The Carlyle Hotel is having a Surrealist moment. Two art galleries on the premises have mounted sumptuous shows on the subject, and they play off each other beautifully.

“Fields of Dream: The Surrealist Landscape,” open through Saturday, blankets the walls at Di Donna, a gallery one flight up from the Carlyle Room, with 68 works by 31 artists, from the movement’s best-known practitioners to acolytes. Most of the material on view has never been exhibited in the United States.

The Helly Nahmad Gallery, at street level, has mounted the equally profuse “Mnemosyne: de Chirico and Antiquity,” through Jan. 30, built around 22 paintings from the 1920s by Giorgio de Chirico, whose haunting canvases from the 1910s spawned Surrealism. Also here are 40 examples of Greek and Roman antiquities, whose forms, themes and poses echo across the artist’s canvases. The objects range greatly in terms of time, place and material; all are from Phoenix Ancient Art, an antiquities dealer with an office in New York and a gallery in Geneva, which organized the show with Mr. Nahmad. Both of these galleries have faced more than their share of legal problems in recent years.

The Surrealists, led by their gatekeeper, André Breton, savagely denounced de Chirico’s work after 1918, establishing an attitude that lasted for decades. The Museum of Modern Art’s 1982 de Chirico survey barely made it to the late 1920s, or a half-century before his death, in 1978, at age 90.

Interestingly, one gem of the Di Donna effort is de Chirico’s “The Two Suns,” a wonderful late painting from 1969 in which art triumphs over life: A vivid sun blazes from the artist’s easel while a black one sets over the city beyond. Another curiosity: a tender little 1939 rendering in crayon and pencil of a 1914 de Chirico painting by none other than Breton.

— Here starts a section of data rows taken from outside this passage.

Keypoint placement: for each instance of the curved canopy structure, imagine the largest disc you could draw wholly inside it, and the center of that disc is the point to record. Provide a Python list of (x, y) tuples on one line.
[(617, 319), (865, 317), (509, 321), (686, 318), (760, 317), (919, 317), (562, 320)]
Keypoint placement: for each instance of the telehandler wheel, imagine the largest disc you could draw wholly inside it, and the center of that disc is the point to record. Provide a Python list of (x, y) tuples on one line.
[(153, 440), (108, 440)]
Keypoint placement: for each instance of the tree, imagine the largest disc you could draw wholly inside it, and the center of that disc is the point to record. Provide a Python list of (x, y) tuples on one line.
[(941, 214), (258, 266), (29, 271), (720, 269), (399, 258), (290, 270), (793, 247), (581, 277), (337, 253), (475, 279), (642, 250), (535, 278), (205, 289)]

The Di Donna show confirms that landscape gave greatest range to the Surrealist imagination, its deviations from reality and flirtations with abstraction. As expected, there are impressive works by Salvador Dalí, René Magritte, Yves Tanguy and especially Max Ernst, whose inventive versatility shines here, for example, in a rocky outcropping rendered in hallucinatory striations of brash color and a page-size gouache that might almost be a photograph of geological strata.

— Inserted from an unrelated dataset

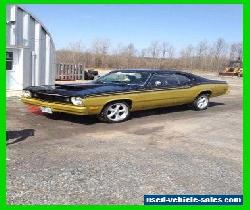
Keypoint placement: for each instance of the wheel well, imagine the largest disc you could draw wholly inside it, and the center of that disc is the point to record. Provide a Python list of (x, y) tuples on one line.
[(128, 101)]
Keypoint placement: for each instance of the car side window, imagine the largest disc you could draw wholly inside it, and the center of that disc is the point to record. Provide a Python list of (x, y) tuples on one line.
[(166, 80), (182, 79)]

But the unfamiliar holds sway, including a 1948 nocturne, “À la Lumière Luniere” by Man Ray, achieved by darkening the grain of a plywood panel and adding a moon, along with works by Oscar Domìnguez, Wolfgang Paalen, Enrico Donati and Antoni Tàpies. Victor Brauner is represented by a stark erupting volcano and the Surrealist women are out in force: Leonora Carrington, Dorothea Tanning, Jacqueline Lamba and Leonor Fini. A 1961 relief by Kay Sage is made of actual wood and stones that at first reads as painted trompe l’eoil, a nice play on the many forms of illusionism here.

White marble sculptures of melancholy, reclining goddesses often preside over de Chirico’s deep-shadowed piazzas of the 1910s. But as the Nahmad show indicates, in the 1920s, the artist, who was born in Greece and spent some of his childhood there, turned to figures of flesh and bone. Rosy-skinned gladiators, wrestlers and soldiers in togas and occasionally helmets prevail here, along with bearded philosophers. The young men are in pairs and groups fighting, hanging out in classical settings or promenading with horses whose opulent tails and manes evoke both Delacroix and My Pretty Ponies. There’s often a homoerotic buzz in the air, and a comic-heroic one, too. These dismayed the Surrealists, along with de Chirico’s fluctuating, exploratory paint-handling, an array of feathery or squiggly strokes that merge Impressionism, Rococo and cartooning.

The Phoenix antiquities give de Chirico fierce competition. Stretching from Geometric Period bronze horses to Roman mosaics, they include several impressive Hellenistic statuettes. They reflect the ebb and flow across the Greco-Roman world of the real and the ideal, the sophisticated and the provincial. But the best de Chirico, from 1927, tiptoes into the present with an easy chair, cabinet, bed board and a scrap of a marble post and lintel. It would be great to have a clearer idea of what happened to his art between this painting and “The Two Suns.”